Nobody has asked me what suggestions I might have for two of the most vexing problems of the time, but in a moment of clarity at 3:00 AM this morning I received these messages and am now compelled to report them to you, dear reader.
Obama may regard them as "fat cat bankers", but you won’t hear those words pass my lips. Having said that, there is something slightly obscene about the enormity of the bonuses being doled out by our country’s investment banks. $20 Billion for the top guys at Goldman Sachs? A federal pay czar establishing salary levels? One look at the salary discrepancy between the average federal employee and Joe the plumber in Alabama should be enough to tell us that this model can’t be good in the long term. Fox guarding the hen house, etc.

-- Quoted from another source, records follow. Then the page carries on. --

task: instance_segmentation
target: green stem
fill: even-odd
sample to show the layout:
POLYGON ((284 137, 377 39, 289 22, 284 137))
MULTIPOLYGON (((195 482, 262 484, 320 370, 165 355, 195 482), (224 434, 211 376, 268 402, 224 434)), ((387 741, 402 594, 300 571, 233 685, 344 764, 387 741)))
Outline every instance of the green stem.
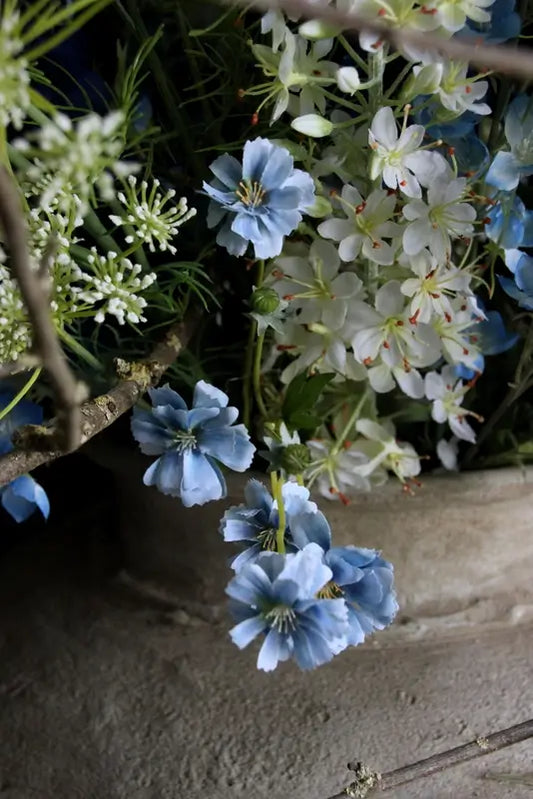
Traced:
POLYGON ((33 386, 33 384, 35 383, 35 381, 37 380, 37 378, 38 378, 38 377, 39 377, 39 375, 41 374, 41 371, 42 371, 42 367, 41 367, 41 366, 38 366, 38 367, 37 367, 37 369, 34 369, 34 371, 33 371, 33 374, 31 375, 31 377, 29 378, 29 380, 27 380, 27 382, 26 382, 26 383, 25 383, 25 384, 22 386, 22 388, 20 389, 19 393, 18 393, 18 394, 16 394, 16 395, 13 397, 13 399, 11 400, 11 402, 10 402, 10 403, 8 403, 8 405, 6 405, 6 407, 5 407, 5 408, 2 408, 2 410, 0 411, 0 421, 1 421, 1 420, 2 420, 2 419, 5 417, 5 416, 7 416, 7 415, 8 415, 8 413, 10 413, 10 412, 13 410, 13 408, 14 408, 16 405, 18 405, 18 404, 19 404, 19 402, 21 401, 21 399, 22 399, 23 397, 25 397, 25 396, 26 396, 26 394, 28 393, 28 391, 30 390, 30 388, 33 386))
POLYGON ((246 345, 246 354, 244 357, 244 372, 242 379, 242 415, 245 426, 250 428, 250 421, 252 417, 252 366, 254 362, 254 342, 255 334, 257 333, 257 322, 255 319, 251 321, 250 332, 248 334, 248 344, 246 345))
POLYGON ((278 477, 277 472, 270 473, 272 485, 272 496, 278 505, 278 529, 276 531, 276 549, 280 555, 285 554, 285 505, 283 504, 283 483, 278 477))
POLYGON ((335 442, 335 445, 331 448, 331 454, 332 455, 336 455, 340 451, 342 445, 344 444, 344 442, 346 441, 346 439, 348 437, 348 434, 349 434, 350 430, 354 426, 354 424, 357 421, 357 419, 359 419, 359 416, 361 415, 361 410, 363 408, 363 405, 365 403, 367 395, 368 395, 368 391, 365 389, 365 391, 363 391, 361 399, 359 400, 359 402, 357 403, 357 405, 353 409, 352 413, 350 414, 350 418, 346 422, 342 433, 340 434, 339 438, 335 442))
POLYGON ((104 367, 102 366, 100 361, 97 360, 97 358, 95 358, 94 355, 92 355, 88 350, 86 350, 85 347, 82 344, 80 344, 79 341, 76 341, 76 339, 73 336, 71 336, 70 333, 67 333, 65 328, 57 327, 56 333, 63 342, 63 344, 65 344, 69 349, 71 349, 72 352, 75 352, 76 355, 78 355, 83 361, 85 361, 85 363, 91 366, 95 371, 103 372, 104 367))
POLYGON ((341 34, 341 36, 339 36, 338 39, 339 39, 339 44, 342 44, 342 46, 344 47, 344 49, 346 50, 346 52, 348 53, 350 58, 361 69, 364 69, 364 71, 368 74, 368 64, 366 63, 366 61, 363 58, 361 58, 361 56, 358 53, 355 52, 355 50, 353 49, 353 47, 349 43, 349 41, 346 39, 346 37, 341 34))
POLYGON ((261 335, 257 337, 257 342, 255 345, 252 383, 254 387, 254 397, 255 401, 257 402, 257 407, 259 408, 261 416, 264 419, 266 419, 268 416, 268 411, 265 407, 265 403, 263 402, 263 395, 261 392, 261 359, 263 357, 264 343, 265 343, 265 334, 261 333, 261 335))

Military leadership in combat, and Infantry officers in particular, should provide the guiding principle on the bonus conundrum. Their operating principle is that they don’t eat until all the troops have been fed. Ergo, the "fat cat bankers" don’t get their bonuses until all of their employees get a bonus. And the bonus should be the same percentage for all pay levels. At most places I visited during my working life, the typical bonus on the warehouse floor was 1 week’s pay, and in really good years might have been a bump in their profit sharing plan percentage. If it’s good enough for the shop floor, shouldn’t it suffice for the executive suite? If they want to spread the $20 Billion around, spread it evenly. It’s called leadership.
Ahh, health insurance. What a goat rope. No legislative solution will ever be better than common sense, and that unfortunately is why our political leaders in Washington cannot craft any legislation that will improve our predicament. But the same principles suggested in the bonus solution inform.

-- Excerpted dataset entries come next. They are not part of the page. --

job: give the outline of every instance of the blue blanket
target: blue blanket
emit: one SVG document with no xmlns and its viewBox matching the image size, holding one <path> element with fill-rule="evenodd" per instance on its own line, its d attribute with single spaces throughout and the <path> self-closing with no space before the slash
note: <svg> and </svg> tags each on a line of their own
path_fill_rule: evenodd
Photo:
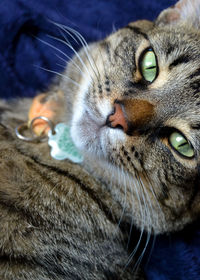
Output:
<svg viewBox="0 0 200 280">
<path fill-rule="evenodd" d="M 65 66 L 71 51 L 59 42 L 57 22 L 79 31 L 87 42 L 137 19 L 153 20 L 175 0 L 1 0 L 0 97 L 33 96 Z M 46 43 L 44 43 L 46 42 Z M 78 49 L 80 46 L 73 46 Z M 59 50 L 58 50 L 59 49 Z M 149 280 L 200 279 L 198 224 L 157 238 L 146 267 Z"/>
<path fill-rule="evenodd" d="M 162 3 L 156 0 L 1 0 L 0 96 L 32 96 L 36 90 L 43 90 L 53 76 L 40 67 L 62 70 L 63 66 L 58 64 L 63 64 L 63 60 L 57 56 L 61 53 L 55 48 L 67 55 L 70 50 L 49 37 L 62 38 L 50 20 L 76 29 L 91 42 L 130 21 L 154 19 L 160 10 L 173 3 L 173 0 L 162 0 Z"/>
</svg>

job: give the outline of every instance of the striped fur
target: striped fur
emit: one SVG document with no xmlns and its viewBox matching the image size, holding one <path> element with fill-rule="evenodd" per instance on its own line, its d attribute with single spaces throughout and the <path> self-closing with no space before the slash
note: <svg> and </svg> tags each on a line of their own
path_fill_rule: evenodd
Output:
<svg viewBox="0 0 200 280">
<path fill-rule="evenodd" d="M 10 119 L 0 124 L 0 279 L 138 279 L 124 270 L 121 206 L 82 167 L 51 159 L 46 143 L 17 140 L 23 116 L 3 107 Z"/>
</svg>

For example: Assume that Goldman Sachs, or any Fortune 500 company, or a state agency, or the insurance agency on the corner all have a health plan for all of their employees. Rates for employees are based on marital status; single, married, family. Doesn’t matter how old you are, how many children you have, or how much your employer pays you…the rates are standardized based on family size. Typically, your employer pays a percentage of the actual premium, and you pay the balance.
The problem lies in the amount that different employees pay out of pocket. Most plans that I’m familiar with have an individual deductible, a family deductible, an 80/20 split of medical expenses up to some value, and co-pays for ancillary coverages like prescription drugs, office visits, etc. The receiving manager in the warehouse and the CEO have the same plan. But the receiving manager makes $24,000 annually, while the CEO makes $240,000, has a car allowance, a company credit card for entertainment, and other related perqs.

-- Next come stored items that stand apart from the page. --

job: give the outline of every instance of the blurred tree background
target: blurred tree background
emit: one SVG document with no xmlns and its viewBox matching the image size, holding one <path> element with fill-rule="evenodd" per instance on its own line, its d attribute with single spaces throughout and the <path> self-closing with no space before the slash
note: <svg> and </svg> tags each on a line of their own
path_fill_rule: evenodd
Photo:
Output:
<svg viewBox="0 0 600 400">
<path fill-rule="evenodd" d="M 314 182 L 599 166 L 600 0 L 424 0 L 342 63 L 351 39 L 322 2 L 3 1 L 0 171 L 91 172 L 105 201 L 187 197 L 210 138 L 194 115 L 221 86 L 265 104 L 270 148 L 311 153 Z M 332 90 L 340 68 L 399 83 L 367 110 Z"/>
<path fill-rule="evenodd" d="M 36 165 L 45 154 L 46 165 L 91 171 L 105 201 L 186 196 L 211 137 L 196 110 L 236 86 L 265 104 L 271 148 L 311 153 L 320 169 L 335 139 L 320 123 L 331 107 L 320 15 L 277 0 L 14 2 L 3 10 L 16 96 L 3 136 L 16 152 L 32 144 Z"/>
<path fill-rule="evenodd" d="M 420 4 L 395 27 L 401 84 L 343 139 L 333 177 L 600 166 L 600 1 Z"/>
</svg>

It occurs that the CEO, and maybe the CFO, the CIO, and other top executives could afford to bear a slightly heavier burden than the receiving manager. Why can’t health plans have a means test wherein employee expenses are scaled according to annual compensation? Why should an employee making 10 times more than another employee have the same out of pocket medical expenses? Sounds like a another leadership issue.
There….that didn’t take 2,000 pages plus amendments plus millions of dollars spent by lobbyists. And it sure does make sense, at least to me.